## Python notebook for generating the STAC catalog json and corresponding Item json for Raster & Vector layers

### Tools:
1. Pystac 
2. Rasterio
3. Geopandas
4. Matplotlib

This notebook returns Catalog json for Raster and Vector layers.

### 1. Importing the required modules

In [1]:
import os
import json
import xml.etree.ElementTree as ET
from datetime import datetime

import rasterio
import geopandas as gpd
import matplotlib.pyplot as plt
import pystac
import sys
import constants
from shapely.geometry import mapping, box







### 2. Defining the variables used in the notebook

In [2]:

base_dir="data/"
qml_path="data/style_file.qml"
vector_qml_file ="data/swb_style.qml"

raster_filename="saraikela-kharsawan_gobindpur_2023-07-01_2024-06-30_LULCmap_10m.tif"
vector_filename="swb2_saraikela-kharsawan_gobindpur.geojson"

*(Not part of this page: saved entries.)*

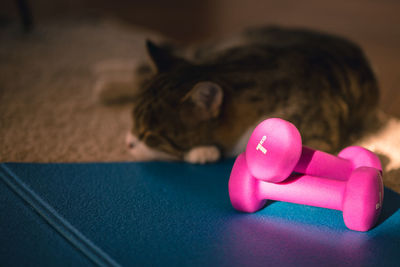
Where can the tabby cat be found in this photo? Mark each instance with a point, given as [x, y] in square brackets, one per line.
[203, 104]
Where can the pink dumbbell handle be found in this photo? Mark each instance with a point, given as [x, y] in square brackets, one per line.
[306, 190]
[321, 164]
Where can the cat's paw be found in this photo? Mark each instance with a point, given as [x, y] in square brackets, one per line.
[202, 154]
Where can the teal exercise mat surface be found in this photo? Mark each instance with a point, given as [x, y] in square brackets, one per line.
[141, 214]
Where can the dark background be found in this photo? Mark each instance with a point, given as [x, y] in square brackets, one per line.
[375, 25]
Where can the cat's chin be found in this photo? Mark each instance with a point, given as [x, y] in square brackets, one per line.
[141, 152]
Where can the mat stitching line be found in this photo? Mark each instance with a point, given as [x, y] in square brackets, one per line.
[61, 225]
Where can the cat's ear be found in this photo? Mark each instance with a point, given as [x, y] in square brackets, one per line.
[162, 57]
[207, 97]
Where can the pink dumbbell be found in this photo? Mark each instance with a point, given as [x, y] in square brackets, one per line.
[275, 150]
[360, 197]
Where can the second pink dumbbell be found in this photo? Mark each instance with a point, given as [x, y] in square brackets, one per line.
[275, 150]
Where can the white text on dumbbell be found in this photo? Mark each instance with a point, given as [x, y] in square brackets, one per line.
[260, 147]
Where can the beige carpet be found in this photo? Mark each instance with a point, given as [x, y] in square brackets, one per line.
[48, 107]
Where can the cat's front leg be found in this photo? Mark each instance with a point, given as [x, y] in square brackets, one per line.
[202, 154]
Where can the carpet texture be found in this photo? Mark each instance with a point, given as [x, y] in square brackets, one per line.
[49, 111]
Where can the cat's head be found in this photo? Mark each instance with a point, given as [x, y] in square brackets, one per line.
[176, 110]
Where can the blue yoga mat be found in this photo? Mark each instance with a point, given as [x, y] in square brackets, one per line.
[157, 214]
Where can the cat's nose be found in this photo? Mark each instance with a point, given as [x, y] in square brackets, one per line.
[131, 145]
[131, 140]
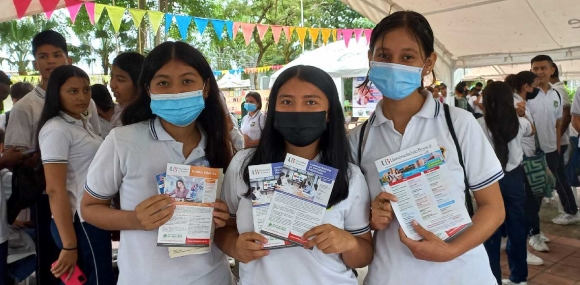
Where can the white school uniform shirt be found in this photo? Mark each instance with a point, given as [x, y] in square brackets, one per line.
[546, 109]
[64, 139]
[25, 114]
[528, 142]
[107, 126]
[252, 125]
[127, 163]
[297, 265]
[516, 153]
[393, 263]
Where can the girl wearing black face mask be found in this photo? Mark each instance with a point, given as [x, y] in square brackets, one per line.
[305, 119]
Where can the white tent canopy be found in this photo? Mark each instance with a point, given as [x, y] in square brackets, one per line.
[8, 11]
[488, 33]
[230, 81]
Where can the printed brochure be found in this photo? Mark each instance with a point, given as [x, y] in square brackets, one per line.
[299, 203]
[417, 177]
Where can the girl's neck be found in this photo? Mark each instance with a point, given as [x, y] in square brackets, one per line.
[309, 152]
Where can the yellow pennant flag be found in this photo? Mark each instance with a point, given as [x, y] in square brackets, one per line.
[116, 16]
[314, 34]
[137, 15]
[98, 11]
[155, 18]
[325, 35]
[301, 31]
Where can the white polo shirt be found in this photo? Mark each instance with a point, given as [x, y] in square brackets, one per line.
[546, 109]
[393, 262]
[107, 126]
[252, 125]
[25, 114]
[528, 142]
[298, 265]
[516, 153]
[127, 163]
[64, 139]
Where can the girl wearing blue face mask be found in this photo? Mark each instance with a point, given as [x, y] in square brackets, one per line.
[401, 54]
[254, 121]
[178, 117]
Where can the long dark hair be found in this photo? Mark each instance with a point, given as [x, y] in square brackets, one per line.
[334, 147]
[52, 105]
[212, 119]
[500, 118]
[415, 23]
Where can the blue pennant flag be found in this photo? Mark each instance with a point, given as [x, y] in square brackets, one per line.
[183, 24]
[218, 26]
[201, 24]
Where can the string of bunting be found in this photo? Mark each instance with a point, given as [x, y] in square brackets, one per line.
[116, 14]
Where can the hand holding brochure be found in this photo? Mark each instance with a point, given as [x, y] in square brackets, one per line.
[417, 177]
[194, 188]
[300, 201]
[264, 179]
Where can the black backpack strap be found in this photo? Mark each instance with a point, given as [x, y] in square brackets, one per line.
[468, 202]
[361, 141]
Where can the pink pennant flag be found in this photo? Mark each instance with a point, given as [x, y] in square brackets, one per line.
[235, 29]
[347, 35]
[262, 29]
[276, 31]
[21, 7]
[48, 7]
[357, 34]
[248, 29]
[90, 7]
[73, 6]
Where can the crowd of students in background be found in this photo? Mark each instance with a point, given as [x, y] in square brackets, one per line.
[94, 162]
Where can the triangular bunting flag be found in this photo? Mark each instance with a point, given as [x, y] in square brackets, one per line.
[276, 31]
[262, 29]
[137, 15]
[313, 34]
[248, 29]
[73, 6]
[347, 35]
[368, 33]
[21, 7]
[357, 34]
[286, 30]
[326, 35]
[48, 7]
[230, 29]
[201, 24]
[183, 23]
[155, 18]
[218, 27]
[168, 22]
[98, 11]
[116, 16]
[301, 31]
[90, 7]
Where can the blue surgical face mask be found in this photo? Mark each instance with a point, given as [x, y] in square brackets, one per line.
[395, 81]
[250, 107]
[180, 109]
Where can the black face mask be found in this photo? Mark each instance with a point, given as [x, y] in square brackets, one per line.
[533, 94]
[300, 128]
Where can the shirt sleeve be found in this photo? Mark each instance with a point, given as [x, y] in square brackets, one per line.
[358, 215]
[481, 164]
[54, 144]
[19, 130]
[104, 177]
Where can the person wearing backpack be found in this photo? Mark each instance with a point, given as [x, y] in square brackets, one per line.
[402, 51]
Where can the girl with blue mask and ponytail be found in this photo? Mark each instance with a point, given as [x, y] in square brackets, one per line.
[177, 117]
[254, 121]
[401, 54]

corestack_dir = os.path.join(base_dir, "CorestackCatalogs")
gobindpur_dir = os.path.join(corestack_dir, "gobindpur")
raster_dir = os.path.join(gobindpur_dir, "raster")
vector_dir = os.path.join(gobindpur_dir, "vector")

os.makedirs(raster_dir, exist_ok=True)
os.makedirs(vector_dir, exist_ok=True)


raster_path = os.path.join(base_dir, raster_filename)
vector_path = os.path.join(base_dir, vector_filename)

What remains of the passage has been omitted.